Whilst Dell seem to be doing very well from Twitter on the sales front, they’re doing considerably worse with using it for customer service or brand monitoring. It’s in the brand monitoring stakes that Twitter comes into its own. Where else can you be instantly informed about a dissatisfied customer having a moan about you?

A number of big companies have sussed this out already and are very good at looking out for unhappy customers or would-be customers and nipping the problem in the bud. Some companies even have a dedicated Twitter or social media team that are highly responsive. Whether this two-tiered approach to customer service is healthy or not it a debate for another day.

If you tweet something negative about Virgin Media, Rackspace or (dare I say it) Sage, their Twitter team will pick it up pretty much instantly and do their best to help you out.

Vodafone are a little slower (see “It’s over, Vodafone. I’m leaving you“) but still making an effort.

Dell just don’t seem to care at all.

I had a whinge on Twitter (as you do) about problems trying to place an order with them and then with actually getting an order date that didn’t move every week. Even directing messages directly to Dell didn’t illicit a response.

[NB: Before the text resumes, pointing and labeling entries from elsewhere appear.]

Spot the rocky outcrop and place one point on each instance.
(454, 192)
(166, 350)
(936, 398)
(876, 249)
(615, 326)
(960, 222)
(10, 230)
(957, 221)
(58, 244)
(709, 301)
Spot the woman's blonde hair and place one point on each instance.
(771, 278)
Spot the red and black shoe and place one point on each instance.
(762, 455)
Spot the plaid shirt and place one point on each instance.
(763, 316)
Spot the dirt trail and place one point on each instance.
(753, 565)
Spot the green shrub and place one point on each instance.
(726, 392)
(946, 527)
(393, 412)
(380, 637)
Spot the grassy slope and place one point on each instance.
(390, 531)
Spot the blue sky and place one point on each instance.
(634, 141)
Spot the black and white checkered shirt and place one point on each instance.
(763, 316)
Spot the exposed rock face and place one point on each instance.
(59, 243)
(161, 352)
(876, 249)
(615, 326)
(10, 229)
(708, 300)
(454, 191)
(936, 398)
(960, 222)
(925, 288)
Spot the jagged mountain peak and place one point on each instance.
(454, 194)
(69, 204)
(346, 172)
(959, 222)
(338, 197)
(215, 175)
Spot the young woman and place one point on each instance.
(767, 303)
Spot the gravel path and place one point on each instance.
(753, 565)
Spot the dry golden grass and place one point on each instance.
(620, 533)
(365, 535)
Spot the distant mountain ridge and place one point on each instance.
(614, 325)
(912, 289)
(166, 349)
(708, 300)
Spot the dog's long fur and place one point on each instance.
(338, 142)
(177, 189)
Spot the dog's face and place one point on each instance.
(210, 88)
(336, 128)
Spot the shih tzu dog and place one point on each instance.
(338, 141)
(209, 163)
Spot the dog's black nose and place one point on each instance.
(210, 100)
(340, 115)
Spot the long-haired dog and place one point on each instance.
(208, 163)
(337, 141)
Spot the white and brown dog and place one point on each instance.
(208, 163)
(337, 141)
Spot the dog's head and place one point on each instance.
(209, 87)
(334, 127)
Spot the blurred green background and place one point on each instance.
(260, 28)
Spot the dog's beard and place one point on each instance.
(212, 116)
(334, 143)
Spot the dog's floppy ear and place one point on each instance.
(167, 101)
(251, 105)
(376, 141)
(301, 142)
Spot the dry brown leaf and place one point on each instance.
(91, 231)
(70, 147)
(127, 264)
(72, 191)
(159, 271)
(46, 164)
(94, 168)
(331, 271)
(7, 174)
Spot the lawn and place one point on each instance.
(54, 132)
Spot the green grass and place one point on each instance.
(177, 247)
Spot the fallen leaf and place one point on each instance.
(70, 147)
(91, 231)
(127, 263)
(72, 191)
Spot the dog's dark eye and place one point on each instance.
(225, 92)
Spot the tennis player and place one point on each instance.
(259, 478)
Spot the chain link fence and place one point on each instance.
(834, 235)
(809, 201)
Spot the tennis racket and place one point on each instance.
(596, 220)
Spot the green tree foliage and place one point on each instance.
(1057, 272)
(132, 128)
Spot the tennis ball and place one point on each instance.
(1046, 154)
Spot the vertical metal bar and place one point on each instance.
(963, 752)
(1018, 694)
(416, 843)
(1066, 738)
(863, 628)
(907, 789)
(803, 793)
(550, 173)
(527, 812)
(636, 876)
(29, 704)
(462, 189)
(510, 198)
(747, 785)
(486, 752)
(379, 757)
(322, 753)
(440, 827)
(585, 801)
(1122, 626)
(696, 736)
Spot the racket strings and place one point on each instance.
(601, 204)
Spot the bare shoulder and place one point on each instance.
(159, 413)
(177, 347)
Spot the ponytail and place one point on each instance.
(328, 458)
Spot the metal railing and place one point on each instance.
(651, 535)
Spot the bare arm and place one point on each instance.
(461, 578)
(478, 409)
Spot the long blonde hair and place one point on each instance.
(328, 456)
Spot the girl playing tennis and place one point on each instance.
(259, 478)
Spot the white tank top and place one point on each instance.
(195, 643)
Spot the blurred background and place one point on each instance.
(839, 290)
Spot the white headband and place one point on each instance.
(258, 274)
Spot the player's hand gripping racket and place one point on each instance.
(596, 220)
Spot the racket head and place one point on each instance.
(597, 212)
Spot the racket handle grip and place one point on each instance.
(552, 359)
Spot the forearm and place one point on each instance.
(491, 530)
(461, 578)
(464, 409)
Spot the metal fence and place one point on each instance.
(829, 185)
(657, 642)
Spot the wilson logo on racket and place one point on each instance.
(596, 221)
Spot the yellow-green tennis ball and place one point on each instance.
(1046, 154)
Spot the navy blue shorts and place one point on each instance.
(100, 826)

I’m not alone. @NetHosted has been having, and tweeting about, a whole myriad of issues in dealing with Dell and just gets ignored by them.

By sourcing sales leads from Twitter, they’re only going to make the problem worse. These new customers, by the very nature of where Dell got them in the first place, use Twitter. So if they’re not happy, you can be sure they’ll be tweeting about it.

Watch out for the Dell backlash, it’s coming.